Is travel-based income included in child support?


#1

I just started a new position which will include travel during the year, however it is need-based and with no firm schedule. There is the potential that I could be on the road for 8-9months in a year, and when I am traveling the job shifts from 8hrs/day to 12 and comes with a 50% salary differential to compensate, as well as a stipend to cover living expenses while away from home. Are these adjustments to my base salary accounted for in the support calculator? And how would we adjust for the inconsistency year over year?


#2

Any increase in your base salary should be included as your income in the child support calculation. In cases like yours where the income is variable, a lot of times its appropriate to take an average of several months salary to come up with a figure that accounts for ups and downs in your month-to-month income.


#3

Would the daily stipend, intended to reimburse for expenses incurred from being away from home (cabs, food, laundry etc…), count toward income? Or would we simply use the differential in salary?


#4

The North Carolina Child Support Guidelines define income as:

“(1) Gross Income. “Income” means a parent’s actual gross income from any source, including but not limited to income from employment or self-employment (salaries, wages, commissions, bonuses, dividends, severance pay, etc.), ownership or operation of a business, partnership, or corporation, rental of property, retirement or pensions, interest, trusts, annuities, capital gains, social security benefits, workers compensation benefits, unemployment insurance benefits, disability pay and insurance benefits, gifts, prizes and alimony or maintenance received from persons other than the parties to the instant action.

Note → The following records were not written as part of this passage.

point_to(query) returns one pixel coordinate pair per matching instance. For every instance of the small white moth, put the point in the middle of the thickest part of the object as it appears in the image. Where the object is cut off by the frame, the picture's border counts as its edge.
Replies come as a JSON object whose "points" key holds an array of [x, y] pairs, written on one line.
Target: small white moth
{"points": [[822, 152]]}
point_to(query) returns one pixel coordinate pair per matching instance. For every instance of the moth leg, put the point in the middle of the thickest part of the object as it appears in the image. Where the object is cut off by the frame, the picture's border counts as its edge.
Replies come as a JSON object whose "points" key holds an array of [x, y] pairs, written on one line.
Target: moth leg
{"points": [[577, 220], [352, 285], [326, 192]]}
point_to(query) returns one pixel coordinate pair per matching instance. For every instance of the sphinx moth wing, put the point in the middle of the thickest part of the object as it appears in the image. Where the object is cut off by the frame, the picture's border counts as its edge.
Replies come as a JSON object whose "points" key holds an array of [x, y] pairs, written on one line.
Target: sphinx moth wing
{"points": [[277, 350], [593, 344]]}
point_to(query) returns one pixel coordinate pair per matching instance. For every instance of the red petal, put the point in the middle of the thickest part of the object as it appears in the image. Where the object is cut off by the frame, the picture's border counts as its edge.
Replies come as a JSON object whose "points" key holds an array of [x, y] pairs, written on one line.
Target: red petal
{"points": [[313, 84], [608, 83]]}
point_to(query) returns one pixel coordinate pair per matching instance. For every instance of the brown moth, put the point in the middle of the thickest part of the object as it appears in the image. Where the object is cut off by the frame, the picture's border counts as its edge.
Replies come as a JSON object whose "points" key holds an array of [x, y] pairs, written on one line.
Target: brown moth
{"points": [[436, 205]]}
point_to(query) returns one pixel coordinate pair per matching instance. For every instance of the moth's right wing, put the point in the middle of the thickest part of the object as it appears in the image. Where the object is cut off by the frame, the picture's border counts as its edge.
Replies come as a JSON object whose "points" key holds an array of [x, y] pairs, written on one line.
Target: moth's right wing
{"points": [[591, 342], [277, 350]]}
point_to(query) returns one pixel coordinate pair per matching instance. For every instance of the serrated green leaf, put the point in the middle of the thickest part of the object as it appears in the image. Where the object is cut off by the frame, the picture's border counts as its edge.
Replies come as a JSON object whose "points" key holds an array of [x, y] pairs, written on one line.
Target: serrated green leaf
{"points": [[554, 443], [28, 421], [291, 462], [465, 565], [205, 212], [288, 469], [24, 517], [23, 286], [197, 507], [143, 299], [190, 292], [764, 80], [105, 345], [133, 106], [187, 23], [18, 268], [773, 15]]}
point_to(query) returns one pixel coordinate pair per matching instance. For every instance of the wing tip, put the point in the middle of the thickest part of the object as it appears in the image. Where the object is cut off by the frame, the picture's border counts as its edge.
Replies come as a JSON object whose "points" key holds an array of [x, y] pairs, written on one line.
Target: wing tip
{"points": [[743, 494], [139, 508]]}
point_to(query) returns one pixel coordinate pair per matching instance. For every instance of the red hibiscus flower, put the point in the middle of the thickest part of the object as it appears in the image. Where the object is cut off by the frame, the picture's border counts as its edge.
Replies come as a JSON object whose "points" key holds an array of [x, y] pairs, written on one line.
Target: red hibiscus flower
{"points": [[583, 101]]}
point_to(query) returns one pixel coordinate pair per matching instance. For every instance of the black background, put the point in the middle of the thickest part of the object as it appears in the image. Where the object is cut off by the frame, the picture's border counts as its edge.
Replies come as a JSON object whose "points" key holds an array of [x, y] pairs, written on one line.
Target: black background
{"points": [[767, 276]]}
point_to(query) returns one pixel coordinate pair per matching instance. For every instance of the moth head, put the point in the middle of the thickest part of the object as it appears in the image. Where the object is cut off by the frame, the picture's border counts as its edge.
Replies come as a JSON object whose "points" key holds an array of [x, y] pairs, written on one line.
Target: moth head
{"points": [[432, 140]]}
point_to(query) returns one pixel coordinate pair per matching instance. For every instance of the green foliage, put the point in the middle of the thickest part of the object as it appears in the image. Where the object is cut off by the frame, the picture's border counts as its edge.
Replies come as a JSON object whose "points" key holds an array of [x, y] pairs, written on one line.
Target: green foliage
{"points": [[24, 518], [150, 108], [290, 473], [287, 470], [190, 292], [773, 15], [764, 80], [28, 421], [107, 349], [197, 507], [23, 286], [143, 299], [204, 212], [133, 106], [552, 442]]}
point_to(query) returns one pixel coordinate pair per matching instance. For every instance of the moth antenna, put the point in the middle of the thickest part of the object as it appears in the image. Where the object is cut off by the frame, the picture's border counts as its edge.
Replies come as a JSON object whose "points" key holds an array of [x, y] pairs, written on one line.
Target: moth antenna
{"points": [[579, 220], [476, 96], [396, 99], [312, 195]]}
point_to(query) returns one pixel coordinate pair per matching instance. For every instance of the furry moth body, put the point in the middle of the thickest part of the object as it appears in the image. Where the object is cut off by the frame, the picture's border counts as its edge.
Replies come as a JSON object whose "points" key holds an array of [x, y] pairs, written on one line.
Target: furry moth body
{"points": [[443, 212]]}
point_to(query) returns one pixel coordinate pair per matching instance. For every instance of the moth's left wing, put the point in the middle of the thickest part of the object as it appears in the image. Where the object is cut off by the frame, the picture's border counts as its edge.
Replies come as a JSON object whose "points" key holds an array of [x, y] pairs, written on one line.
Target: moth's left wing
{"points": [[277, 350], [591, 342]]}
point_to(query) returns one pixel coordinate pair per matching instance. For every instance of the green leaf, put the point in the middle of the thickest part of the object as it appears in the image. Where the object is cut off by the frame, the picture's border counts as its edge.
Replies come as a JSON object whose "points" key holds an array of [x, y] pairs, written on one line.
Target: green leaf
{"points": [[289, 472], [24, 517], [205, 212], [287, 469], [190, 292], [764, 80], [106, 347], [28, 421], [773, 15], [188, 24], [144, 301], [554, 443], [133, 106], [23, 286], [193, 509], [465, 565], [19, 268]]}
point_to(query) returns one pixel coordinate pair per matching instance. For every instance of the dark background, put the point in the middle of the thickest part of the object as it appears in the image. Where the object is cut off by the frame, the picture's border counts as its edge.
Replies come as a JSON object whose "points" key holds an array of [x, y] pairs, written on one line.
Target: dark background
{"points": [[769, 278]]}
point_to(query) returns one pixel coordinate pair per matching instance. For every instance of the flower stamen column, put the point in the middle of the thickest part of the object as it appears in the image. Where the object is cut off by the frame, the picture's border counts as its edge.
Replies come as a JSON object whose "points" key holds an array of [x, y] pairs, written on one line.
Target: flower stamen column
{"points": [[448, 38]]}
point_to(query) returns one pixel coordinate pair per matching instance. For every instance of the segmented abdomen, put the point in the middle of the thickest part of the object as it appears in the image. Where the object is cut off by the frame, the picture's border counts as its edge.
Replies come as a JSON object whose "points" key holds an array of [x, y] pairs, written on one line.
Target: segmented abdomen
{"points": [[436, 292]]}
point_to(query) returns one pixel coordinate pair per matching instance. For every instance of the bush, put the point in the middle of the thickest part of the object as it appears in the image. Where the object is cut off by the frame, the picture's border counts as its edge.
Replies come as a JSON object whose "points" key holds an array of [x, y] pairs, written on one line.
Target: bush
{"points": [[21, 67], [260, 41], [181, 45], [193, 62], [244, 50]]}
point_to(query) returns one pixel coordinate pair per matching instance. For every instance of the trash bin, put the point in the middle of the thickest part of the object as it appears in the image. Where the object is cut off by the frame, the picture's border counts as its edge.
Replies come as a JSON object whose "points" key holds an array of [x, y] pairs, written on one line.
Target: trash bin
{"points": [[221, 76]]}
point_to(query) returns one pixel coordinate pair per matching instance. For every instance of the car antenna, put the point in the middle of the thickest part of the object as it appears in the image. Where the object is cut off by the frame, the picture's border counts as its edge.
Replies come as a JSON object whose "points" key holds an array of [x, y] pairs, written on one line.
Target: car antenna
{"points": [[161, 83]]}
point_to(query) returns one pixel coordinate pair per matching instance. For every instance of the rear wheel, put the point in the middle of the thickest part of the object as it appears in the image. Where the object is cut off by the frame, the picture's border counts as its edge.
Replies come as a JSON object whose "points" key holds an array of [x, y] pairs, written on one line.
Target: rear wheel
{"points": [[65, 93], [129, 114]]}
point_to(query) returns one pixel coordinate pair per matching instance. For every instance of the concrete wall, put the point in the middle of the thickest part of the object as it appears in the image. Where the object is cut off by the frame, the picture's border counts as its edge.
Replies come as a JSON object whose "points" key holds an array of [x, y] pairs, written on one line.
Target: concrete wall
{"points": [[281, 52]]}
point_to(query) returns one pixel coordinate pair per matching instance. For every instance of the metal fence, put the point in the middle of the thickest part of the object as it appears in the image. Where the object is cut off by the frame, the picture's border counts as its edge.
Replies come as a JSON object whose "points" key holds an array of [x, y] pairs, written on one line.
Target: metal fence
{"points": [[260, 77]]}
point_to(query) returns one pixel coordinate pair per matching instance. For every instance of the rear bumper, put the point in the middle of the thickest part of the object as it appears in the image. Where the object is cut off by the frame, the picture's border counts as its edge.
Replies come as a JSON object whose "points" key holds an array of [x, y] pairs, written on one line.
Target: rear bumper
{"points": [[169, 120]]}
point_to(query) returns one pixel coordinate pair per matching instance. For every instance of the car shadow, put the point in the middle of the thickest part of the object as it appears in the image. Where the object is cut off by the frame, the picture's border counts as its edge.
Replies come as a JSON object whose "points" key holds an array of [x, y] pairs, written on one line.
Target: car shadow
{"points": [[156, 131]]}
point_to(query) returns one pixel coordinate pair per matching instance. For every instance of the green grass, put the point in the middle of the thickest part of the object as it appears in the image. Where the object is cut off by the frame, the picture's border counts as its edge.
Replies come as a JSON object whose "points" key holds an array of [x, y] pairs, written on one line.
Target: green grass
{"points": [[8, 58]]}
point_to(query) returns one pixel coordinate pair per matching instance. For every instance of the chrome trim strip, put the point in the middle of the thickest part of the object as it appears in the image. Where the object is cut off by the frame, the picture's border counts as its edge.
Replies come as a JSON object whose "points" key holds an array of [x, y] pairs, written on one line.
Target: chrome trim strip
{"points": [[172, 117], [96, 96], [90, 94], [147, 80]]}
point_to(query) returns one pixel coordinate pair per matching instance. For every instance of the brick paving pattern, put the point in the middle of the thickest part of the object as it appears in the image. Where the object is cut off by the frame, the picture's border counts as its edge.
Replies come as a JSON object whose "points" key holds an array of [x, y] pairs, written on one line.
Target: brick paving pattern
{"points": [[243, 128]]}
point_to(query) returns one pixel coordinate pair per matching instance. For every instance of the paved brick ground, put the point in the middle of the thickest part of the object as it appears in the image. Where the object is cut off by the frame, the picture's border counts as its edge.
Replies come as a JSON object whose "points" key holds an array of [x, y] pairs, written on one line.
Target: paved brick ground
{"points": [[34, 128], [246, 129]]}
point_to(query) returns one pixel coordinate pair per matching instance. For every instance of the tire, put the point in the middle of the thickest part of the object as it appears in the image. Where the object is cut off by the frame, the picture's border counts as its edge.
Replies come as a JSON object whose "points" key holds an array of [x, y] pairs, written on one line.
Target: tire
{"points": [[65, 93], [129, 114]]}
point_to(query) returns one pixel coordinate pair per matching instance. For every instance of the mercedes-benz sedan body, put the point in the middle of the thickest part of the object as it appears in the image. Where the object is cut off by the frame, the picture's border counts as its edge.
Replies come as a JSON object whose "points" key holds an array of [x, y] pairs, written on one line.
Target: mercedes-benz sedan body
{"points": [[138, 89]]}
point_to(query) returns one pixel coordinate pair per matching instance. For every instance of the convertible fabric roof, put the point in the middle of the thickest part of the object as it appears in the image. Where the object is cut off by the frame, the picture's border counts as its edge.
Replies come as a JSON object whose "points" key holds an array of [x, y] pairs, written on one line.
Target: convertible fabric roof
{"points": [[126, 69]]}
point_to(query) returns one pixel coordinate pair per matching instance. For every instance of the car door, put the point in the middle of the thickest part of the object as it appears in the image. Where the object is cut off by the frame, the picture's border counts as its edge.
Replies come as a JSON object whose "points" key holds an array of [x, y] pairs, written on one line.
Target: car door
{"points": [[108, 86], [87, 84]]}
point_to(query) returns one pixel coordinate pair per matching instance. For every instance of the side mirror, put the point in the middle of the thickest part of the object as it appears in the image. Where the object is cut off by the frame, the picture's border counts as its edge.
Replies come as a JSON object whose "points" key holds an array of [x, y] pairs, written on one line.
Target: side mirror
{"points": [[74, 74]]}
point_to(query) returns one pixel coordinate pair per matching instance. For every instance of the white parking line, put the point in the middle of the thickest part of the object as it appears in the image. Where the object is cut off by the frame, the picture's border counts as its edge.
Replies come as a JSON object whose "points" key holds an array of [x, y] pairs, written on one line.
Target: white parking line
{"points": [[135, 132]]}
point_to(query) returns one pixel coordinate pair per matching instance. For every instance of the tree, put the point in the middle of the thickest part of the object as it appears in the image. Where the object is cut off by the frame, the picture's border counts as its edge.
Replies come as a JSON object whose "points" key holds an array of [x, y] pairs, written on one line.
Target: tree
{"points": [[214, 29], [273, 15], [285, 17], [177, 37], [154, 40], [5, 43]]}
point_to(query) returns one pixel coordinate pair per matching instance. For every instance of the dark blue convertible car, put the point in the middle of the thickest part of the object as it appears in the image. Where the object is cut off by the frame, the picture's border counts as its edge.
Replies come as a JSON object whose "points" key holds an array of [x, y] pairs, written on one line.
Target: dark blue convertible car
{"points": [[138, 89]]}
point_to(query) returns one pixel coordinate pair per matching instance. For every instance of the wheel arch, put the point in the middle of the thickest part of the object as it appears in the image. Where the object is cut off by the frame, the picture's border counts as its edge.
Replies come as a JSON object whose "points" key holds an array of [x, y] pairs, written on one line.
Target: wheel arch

When income is received on an irregular, non-recurring, or one-time basis, the court may average or prorate the income over a specified period of time or require an obligor to pay as child support a percentage of his or her non-recurring income that is equivalent to the percentage of his or her recurring income paid for child support.”

You travel reimbursement and stipend should not be considered income, but the other parent could cite it as a reason to deviate from the guidelines.